When you’re dealing with a seller, time pressure is a major factor in how flexible he or she will be. A big part of your information gathering should be to find out all you can about the time pressure the seller is under. You’ll do a lot better in the negotiation the more you know about this.
In addition, time pressure also plays a big part in how flexible the seller will be if problems arise before the sale closes. Vilfredo Pareto was an economist in the nineteenth century who never studied negotiating, but in his book Cours d’economie politique, he pointed out that 80 percent of the wealth of Italy was concentrated in the hands of 20 percent of the people. This 80/20 ratio, known as the Pareto Principle, applies equally to the incredible pressure that time can put on a negotiation. In real estate negotiations, 80 percent of the concessions will usually come in the last 20 percent of the time allowed for the negotiation.

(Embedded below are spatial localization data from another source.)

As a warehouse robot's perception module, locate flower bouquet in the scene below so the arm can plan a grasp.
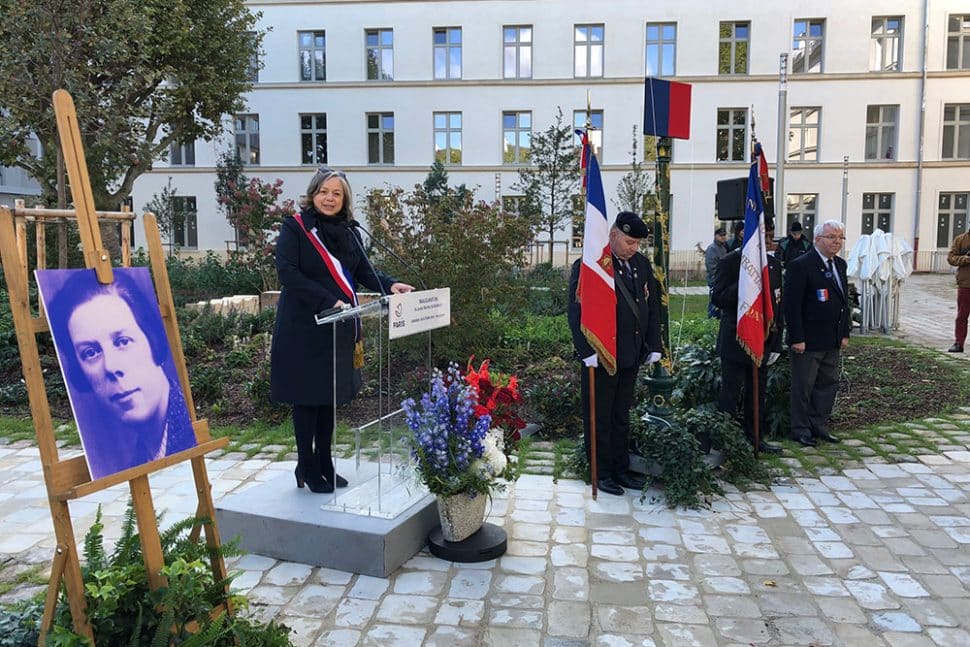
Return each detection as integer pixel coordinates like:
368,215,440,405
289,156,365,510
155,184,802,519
465,356,525,481
401,364,508,541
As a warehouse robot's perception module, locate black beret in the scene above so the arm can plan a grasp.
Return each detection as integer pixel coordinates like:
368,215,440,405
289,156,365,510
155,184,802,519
613,211,650,238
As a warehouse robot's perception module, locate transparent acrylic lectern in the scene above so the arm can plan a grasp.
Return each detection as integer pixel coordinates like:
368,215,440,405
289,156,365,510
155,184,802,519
316,294,430,519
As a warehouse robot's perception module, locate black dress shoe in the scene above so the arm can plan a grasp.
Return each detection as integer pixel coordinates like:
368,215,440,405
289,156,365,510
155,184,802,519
596,477,623,496
758,440,781,454
613,472,647,490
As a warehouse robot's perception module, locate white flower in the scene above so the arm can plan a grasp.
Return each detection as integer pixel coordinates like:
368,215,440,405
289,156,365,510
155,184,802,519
482,429,508,474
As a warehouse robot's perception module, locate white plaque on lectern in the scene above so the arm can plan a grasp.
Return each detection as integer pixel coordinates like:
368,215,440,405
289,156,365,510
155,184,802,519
387,288,451,339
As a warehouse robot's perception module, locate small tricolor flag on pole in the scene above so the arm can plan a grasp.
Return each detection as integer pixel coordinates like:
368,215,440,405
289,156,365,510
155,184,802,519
576,147,616,375
738,146,775,366
643,77,690,139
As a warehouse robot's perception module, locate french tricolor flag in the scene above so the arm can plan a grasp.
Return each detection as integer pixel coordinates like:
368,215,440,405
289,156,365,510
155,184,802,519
643,76,690,139
576,151,616,375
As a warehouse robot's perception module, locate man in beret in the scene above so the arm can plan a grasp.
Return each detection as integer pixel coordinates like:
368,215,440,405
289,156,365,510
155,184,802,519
711,220,785,454
704,227,727,319
775,220,812,268
568,211,662,495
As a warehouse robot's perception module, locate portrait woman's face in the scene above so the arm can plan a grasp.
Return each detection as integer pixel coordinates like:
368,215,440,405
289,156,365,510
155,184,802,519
313,175,344,216
67,294,169,423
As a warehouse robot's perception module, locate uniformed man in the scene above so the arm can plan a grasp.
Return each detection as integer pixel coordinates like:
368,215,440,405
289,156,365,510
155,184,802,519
568,211,662,495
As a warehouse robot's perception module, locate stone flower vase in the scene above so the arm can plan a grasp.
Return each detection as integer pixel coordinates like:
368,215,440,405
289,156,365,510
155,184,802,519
438,492,486,541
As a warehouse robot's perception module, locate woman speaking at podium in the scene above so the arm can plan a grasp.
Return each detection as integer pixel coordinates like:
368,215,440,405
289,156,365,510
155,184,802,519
270,167,413,492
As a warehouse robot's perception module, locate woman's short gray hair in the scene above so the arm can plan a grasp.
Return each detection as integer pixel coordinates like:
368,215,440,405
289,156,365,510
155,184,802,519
814,220,845,238
300,166,354,219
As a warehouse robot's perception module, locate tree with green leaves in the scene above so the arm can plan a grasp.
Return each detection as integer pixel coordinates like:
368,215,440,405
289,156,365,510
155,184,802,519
0,0,263,209
513,108,582,260
613,124,653,215
144,178,186,254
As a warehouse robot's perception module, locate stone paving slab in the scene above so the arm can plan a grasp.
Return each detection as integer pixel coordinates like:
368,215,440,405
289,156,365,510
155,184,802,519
0,416,970,647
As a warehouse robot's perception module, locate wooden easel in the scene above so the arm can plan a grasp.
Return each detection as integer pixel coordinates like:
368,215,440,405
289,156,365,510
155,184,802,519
0,90,230,645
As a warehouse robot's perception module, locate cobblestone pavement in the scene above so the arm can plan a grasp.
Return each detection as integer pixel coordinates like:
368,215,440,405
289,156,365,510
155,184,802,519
0,275,970,647
0,408,970,647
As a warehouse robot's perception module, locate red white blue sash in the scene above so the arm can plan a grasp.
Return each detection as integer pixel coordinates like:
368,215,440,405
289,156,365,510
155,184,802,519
293,213,357,307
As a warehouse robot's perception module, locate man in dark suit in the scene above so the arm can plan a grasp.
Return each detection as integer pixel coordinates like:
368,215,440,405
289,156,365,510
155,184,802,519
711,221,785,454
568,211,662,495
784,220,851,447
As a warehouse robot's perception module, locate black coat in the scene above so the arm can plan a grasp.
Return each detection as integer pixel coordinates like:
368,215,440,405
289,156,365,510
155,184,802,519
785,249,851,351
270,206,395,406
567,252,663,368
711,249,785,364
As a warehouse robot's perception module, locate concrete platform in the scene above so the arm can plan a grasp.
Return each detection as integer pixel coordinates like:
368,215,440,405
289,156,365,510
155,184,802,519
215,462,438,577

For example, let’s say you sign a contract to purchase an investment property and agree that the closing will take place in 10 weeks. Your offer is subject to your approval of a home inspection report. The inspection reveals that the roof needs to be replaced. The seller doesn’t agree with the report, saying that it’s a 25-year roof that has been on the house for only 20 years. If you bring up this problem during the first 8 weeks, it’s unlikely that the seller will agree to pay for replacing the roof, which may cause the transaction to fall through. If; however, you wait until the last 2 weeks before the scheduled closing to bring up the problem, the seller will have more time invested and be much more likely to go ahead with the repair rather than lose the sale.
Here’s a tip! Learning this and the other fine points of negotiating will allow you to take advantage of the many opportunities being created by the current real estate crisis. As my good friend and Weekend Millionaire co-author Roger Dawson says, “You’ll never make money faster than when you’re negotiating.”